Coming up on May 25, Memorial Day is a solemn time for all for veterans and the families of the fallen alike, Jones being no exception.
“I’ve lost many high school friends and college friends over the years that have been killed in wars, or on active duty—not necessarily in combat. You think about those friends that you’ve served with that are no longer around from time to time and it’s best to pay your respects to them. I try to help out families as best I can, making sure the benefits of their loved one are passed on to them.”
However, Jones says that media saturation combined with an eagerness to honor our troops has blurred the lines between Armed Services Day, Veterans day and Memorial Day.
“We had Armed Forces Day last saturday for people currently serving, Veterans Day is for those that have served and Memorial is for those that sacrificed everything—I think Memorial day is where we need publicity,” he said “I think people get it mixed up.

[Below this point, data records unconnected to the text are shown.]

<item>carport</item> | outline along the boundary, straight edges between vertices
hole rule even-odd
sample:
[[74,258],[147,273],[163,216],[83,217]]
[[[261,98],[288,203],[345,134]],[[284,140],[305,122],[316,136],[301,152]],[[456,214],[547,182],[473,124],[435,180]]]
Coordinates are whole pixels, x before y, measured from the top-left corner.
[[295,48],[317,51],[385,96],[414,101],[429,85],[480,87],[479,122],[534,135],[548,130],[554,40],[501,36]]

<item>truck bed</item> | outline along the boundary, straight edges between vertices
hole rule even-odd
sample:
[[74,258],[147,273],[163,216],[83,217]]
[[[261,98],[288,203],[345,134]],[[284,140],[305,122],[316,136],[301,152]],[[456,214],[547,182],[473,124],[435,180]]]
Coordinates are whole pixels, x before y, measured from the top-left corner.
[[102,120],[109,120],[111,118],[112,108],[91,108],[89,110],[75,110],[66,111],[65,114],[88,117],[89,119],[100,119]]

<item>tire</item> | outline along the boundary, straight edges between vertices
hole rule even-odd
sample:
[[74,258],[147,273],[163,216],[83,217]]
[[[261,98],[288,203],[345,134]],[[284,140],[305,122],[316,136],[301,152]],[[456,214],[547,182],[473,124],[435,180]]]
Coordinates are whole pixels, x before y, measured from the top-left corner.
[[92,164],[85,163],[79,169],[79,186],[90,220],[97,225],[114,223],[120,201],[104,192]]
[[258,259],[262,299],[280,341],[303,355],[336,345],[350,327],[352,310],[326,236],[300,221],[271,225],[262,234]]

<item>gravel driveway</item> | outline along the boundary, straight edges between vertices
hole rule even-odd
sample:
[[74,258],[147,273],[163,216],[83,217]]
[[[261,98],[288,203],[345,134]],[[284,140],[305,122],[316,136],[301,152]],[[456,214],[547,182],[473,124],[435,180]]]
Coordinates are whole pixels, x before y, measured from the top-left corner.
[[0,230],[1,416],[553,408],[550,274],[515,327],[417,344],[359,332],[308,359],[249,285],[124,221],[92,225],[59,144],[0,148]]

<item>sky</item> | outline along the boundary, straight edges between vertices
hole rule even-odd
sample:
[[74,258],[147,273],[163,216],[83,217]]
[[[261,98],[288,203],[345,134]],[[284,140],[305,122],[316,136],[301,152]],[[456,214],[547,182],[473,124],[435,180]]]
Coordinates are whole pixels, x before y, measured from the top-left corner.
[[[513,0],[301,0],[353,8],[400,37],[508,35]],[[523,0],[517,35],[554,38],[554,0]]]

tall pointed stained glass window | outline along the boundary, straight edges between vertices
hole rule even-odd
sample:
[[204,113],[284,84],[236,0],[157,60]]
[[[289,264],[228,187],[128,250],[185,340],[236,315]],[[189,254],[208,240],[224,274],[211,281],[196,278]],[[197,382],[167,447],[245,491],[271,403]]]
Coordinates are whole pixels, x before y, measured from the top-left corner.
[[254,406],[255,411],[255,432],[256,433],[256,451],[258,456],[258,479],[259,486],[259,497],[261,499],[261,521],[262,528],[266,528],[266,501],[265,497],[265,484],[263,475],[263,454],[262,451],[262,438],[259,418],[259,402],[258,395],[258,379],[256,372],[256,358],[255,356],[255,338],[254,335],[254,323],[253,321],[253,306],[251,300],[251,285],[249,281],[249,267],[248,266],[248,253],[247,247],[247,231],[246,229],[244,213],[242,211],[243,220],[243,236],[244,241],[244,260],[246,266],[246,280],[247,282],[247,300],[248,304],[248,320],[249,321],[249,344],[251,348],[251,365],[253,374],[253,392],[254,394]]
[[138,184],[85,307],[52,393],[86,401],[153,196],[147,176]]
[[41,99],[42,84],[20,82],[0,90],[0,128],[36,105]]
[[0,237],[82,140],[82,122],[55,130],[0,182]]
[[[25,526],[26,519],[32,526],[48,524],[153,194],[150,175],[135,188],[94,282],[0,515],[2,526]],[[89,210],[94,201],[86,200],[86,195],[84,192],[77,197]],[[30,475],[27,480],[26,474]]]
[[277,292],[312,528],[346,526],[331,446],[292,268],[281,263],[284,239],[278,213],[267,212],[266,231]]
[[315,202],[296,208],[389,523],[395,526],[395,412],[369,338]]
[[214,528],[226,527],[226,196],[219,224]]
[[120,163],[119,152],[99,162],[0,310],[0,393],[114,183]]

Memorial day isn’t to help veterans. It’s to go to the cemeteries, pay respects and be thankful that we’re living in the country.”
By Nick BeJeaux
Born and raised in Baton Rouge, Clyde Chustz served in the army as a Convoy Sergeant during the Vietnam War; a station that would lead him to the 1600 Pennsylvania Avenue and to where he is today.
“I was in transportation; sometimes I served as a Convoy Commander, other times just as a driver,” he said. “We were hauling all kinds of stuff all over Vietnam; munitions, supplies, everything.”
Chustz never saw combat in Vietnam, saying in hindsight that he was extremely lucky to avoid firefights, bombings and other attacks. But at the time, everything was always very tense. The volatile southeast-asian weather didn’t help either.
“Were were on duty 24 hours a day – even when you were asleep, you were still on duty,” he said. “It was very hot, and it rained all the time. Every time we went out we were driving through hostile territory, but we never saw anything. We were incredibly lucky.”
But some of Chustz comrades and friends weren’t so lucky.
“All the time we would hear about convoys that were ambushed; and during one of those ambushes I knew some of the men that were killed.”
Chustz is not oblvious to the fact that the Vietnam War was unpopular here in the states. While he declined to share his own views on the conflict, he did say that when he came home he was treated with respect.
“Some soldiers weren’t treated right when they got home, but that never happened to me; no one called me ‘murderer’ or ‘baby killer’ when I go home,” he said. “People would open doors for me,constantly say ‘thank you’ – I felt it was a lot for them to do and I appreciated it.”
After Chustz left Vietnam in ‘68, he got lucky once again. He was eventually hand-picked to serve as a driver at the White House, bust it still took him a while to prove he wasn’t a spy.
“Again I got lucky as hell; but here I was thinking it would take me a few days to get started, and I was wrong,” he said. “It took ten months for me to get clearance and my wife to get clearance. It was very excited the entire time though, especially when I finally got there.
While he never drove for a sitting president, he did have the opportunity to drive for the next best thing.
“Oh, I got to drive for many people, including Ronald Reagan – my favorite president,” said Chustz. “I never drove for him while he was president, but when I did drive for him he struck me as the nicest person. I remember on one drive, we spoke for a solid 30 minutes, at least.”
Today, Chustz drives across the United States as a commercial trucker. When asked about his feelings on Memorial Day almost half a century after leaving Vietnam, Chustz, a humble man, repeated again that he is no hero and says that all honor should be directed to the fallen.
“I’m not a hero,” he said. “The real heroes are the men who fought and died, or came home wounded. The infantrymen were the real fighters. 50,000 Americans died over there, and they deserve all the credit.”